Mandrake (the root of Mandragora officinarum) is mentioned twice in the Bible,[52][53] and was also frequently mentioned as a typical ingredient in flying ointment recipes since at least as far back as the Early Modern Period.[45] During this time period, the New World plant datura stramonium (jimsonweed) was discovered in North America by colonialists and eventually lumped in with the other classic 'witches weeds' of the nightshade family that were endemic to Europe.[45][18] Datura has a long history of usage both in Mexico and the Southwestern United States by indigenous cultures using it for ritualistic, sacred and magical purposes.[54][55][4]

In modern times, both Datura and Brugmansia are still used for sorcery, black magic, and shamanism in Latin America.[56][57] In certain South American countries, members of the Brugmansia genus have been known to be occasionally added to ayahuasca brews by malevolent sorcerers (brujos) or bad shamans who wish to take advantage of unsuspecting tourists. Genuine shamans (curanderos) believe one of the purposes for this is to "steal one's energy and/or power", of which they believe every person has a limited amount.[57]

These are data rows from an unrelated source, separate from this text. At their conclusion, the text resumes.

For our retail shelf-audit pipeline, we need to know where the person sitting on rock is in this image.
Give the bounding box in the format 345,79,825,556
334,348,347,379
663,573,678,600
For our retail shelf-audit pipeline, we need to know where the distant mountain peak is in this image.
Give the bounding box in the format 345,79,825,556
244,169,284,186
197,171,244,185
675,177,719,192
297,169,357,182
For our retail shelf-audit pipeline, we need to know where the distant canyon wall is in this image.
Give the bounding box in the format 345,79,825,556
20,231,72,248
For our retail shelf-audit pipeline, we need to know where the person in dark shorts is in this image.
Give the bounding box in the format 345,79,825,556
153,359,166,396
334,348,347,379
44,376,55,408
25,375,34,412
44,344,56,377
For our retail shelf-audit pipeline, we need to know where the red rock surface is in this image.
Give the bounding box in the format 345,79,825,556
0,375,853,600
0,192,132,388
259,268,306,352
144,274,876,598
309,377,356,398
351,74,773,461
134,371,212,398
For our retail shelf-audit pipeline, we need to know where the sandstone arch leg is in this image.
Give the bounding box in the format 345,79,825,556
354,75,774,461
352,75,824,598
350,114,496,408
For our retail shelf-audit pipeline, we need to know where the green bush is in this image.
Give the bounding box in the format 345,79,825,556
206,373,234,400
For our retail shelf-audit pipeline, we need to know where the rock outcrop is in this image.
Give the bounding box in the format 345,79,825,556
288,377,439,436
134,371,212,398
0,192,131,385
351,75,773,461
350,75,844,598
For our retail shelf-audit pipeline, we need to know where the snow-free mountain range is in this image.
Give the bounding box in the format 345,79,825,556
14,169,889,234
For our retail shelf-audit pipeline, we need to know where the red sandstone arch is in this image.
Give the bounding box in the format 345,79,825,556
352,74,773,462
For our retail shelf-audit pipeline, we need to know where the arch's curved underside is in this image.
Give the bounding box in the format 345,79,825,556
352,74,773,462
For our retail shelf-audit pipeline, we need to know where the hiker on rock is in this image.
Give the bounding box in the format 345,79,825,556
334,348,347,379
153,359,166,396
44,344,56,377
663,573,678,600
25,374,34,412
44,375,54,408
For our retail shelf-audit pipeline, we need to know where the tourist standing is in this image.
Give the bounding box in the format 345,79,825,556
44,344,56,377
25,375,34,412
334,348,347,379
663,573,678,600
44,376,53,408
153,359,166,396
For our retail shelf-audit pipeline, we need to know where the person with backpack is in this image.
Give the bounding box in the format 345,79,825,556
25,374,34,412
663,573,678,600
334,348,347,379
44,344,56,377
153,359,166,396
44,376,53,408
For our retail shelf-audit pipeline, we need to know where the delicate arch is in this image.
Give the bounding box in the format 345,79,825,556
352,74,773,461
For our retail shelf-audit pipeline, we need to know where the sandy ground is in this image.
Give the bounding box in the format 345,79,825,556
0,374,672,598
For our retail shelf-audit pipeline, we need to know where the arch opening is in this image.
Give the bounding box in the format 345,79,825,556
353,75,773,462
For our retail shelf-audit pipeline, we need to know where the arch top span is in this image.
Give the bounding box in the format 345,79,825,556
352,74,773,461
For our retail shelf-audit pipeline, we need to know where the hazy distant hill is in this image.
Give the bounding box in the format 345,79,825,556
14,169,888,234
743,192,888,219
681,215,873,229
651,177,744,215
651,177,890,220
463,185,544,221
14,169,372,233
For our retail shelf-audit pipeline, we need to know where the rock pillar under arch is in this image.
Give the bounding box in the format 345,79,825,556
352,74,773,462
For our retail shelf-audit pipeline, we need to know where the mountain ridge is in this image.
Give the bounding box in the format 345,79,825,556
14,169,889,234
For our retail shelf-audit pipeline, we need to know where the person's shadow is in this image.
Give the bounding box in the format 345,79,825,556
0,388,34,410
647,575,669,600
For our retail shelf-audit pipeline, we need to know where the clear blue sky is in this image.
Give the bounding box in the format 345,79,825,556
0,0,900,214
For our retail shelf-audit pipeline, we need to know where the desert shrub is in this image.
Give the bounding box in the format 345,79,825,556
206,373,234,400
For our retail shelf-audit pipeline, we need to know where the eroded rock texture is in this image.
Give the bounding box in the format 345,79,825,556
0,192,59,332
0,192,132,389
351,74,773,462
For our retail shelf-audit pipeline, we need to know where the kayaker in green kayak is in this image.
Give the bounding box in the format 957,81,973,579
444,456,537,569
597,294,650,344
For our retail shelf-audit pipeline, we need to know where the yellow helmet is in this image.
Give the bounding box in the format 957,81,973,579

Since medieval times, extremely noxious plants of the Aconitum (wolfsbane) genus were also associated with folklore and magic and were used for similar purposes as the tropane-containing nightshades.[18] Despite being a highly poisonous and often deadly plant to work with, it was still often included in recipes for flying ointments and magical salves, likely as a way to help counteract both the cardiac and hyperthermic side effects of the scopolamine.[32][42] The aconitum genus (specifically aconitum napellus) was firmly associated with superstition and witchcraft in Europe, particularly when it came to mythos surrounding werewolves and lycanthropy.[58][42] This is believed to have originated at least partially from wolfsbane's alleged tendency to cause paresthesia which supposedly can be reported to feel like one's body is covered in fur.[32] In Greek mythology, the goddess Hecate is said to have invented aconitum which Athena used to transform Arachne into a spider.[59][60]